Solidaritas.net-Perjuangan buruh melawan kekuasaan kolonial dihilangkan dalam pelajaran sejarah. Buktinya, selama ini dalam pelajaran sejarah yang ada di bangku sekolah maupun perguruan tinggi, hampir tidak menyinggung soal aksi massa, pemogokan, boikot ekonomi.
Buku karya John Engelson. Sumber www.homerianshop |
Peran perjuangan melawan kekuasaan kolonial lebih banyak dilakukan oleh tokoh-tokoh feodal. Ketika sejarah kebangkitan nasional, peran tokoh feodal digantikan oleh perjuangan Budi Utomo, Sarekat Islam, dan berbagai organisasi-organisasi lainnya.

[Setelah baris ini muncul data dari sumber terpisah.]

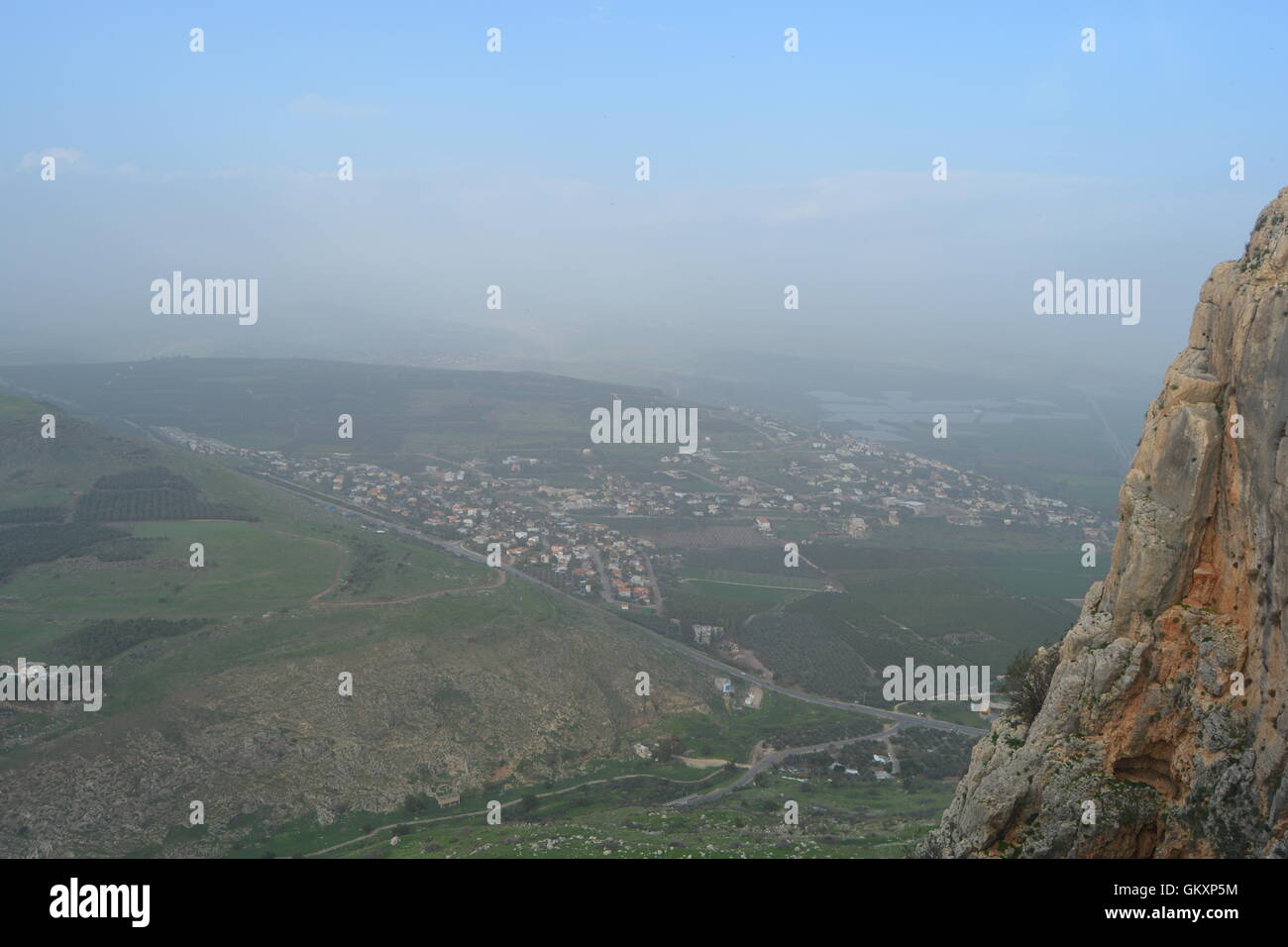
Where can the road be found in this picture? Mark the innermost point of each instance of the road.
(671, 644)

Padahal, dalam buku “Buruh, Serikat dan Politik” karya John Engelson dapat memberikan gambaran perjuangan melawan kekuasaan kolonial Belanda juga dilakukan oleh buruh. Saat serikat buruh mulai banyak muncul, menjadi kekhawatiran Pemerintah Hindia Belanda kalau serikat buruh dan perjuangannya akan mengarah pada perjuangan Indonesia merdeka.

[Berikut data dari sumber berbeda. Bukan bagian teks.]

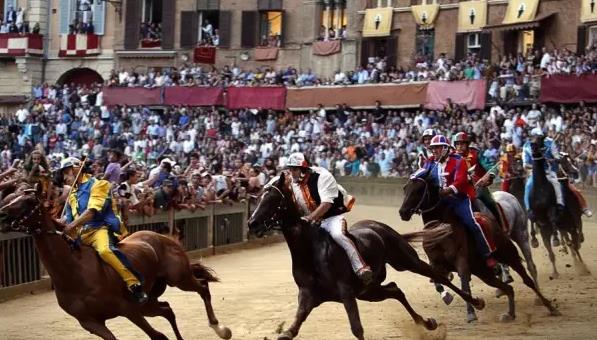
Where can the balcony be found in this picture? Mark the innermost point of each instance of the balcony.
(19, 45)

Kelahiran serikat buruh di Hindia Belanda memberikan gagasan-gagasan baru terhadap metode perjuangan melawan kekuasaan kolonial. Kemuculan serikat buruh mejadi alat perjuangan baru. Pada awalnya landasan pendirian serikat buruh sebagai perjuangan menuntut perbaikan kondisi kerja, kenaikan upah, dan juga advokasi.
Namun, intervensi kaum sosialis terhadap serikat buruh membentuk kesadaran untuk membebaskan diri, sebagai kaum pribumi, atas kekuasaan kolonial. Sepanjang tahun pada awal abad ke 20, perjuangan serikat buruh menjadi perlawanan yang populis di kalangan gerakan.

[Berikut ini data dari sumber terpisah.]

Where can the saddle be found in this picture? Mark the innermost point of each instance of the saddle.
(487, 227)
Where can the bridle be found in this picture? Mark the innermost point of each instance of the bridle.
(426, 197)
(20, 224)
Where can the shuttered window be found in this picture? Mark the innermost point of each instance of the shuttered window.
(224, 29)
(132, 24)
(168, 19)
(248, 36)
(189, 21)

Aktivitas yang dilakukan oleh kaum gerakan atau aktivis lebih banyak dilakukan untuk mengorganisasi perjuangan buruh. Ada banyak serikat buruh yang bermunculan, salah satunya Vereniging Van Spoor en Tram Personeel (VSTP).
VSTP didirikan di Semarang pada 14 November 1908. Di bawah kepemimpinan Semaun, VSTP menjadi serikat buruh yang paling radikal dan militan. Tidak heran kalau Pemerintah Hindia Belanda sangat berati-hati atas aktivitas yang dilakukan oleh VSTP. Terlebih lagi ketika adanya Intervensi kaum sosialis Belanda, Henk Snevliet, yang memberikan gagasan melawan kolonialisme di negeri jajahan.
Semakin masifnya aktivitas serikat-serikat buruh melakukan rapat-rapat akbar, demonstrasi, vergadering, tuntutan kondisi kerja, upah, menyebarkan pamfet dll, dianggap semakin membahayakan.
Dalam buku Ingelson juga dijelaskan, untuk mencegah semakin radikalnya gerakan buruh, Pemerintah Hindia Belanda mengamandemen Undang-Undang Negara 1854 sebagai alat kontrol terhadap negara.
Ditambahkan pasal yang melarang hasutan umum yang mengancam ketertiban umum, seruan melakukan mogok di muka umum dinyatakan sebagai kegiatan yang ilegal, serta ditambahakan juga pasal tentang “menyebarkan kebencian” yang memberikan kekuasaan yang besar teradap negara untuk meredam gerakan buruh.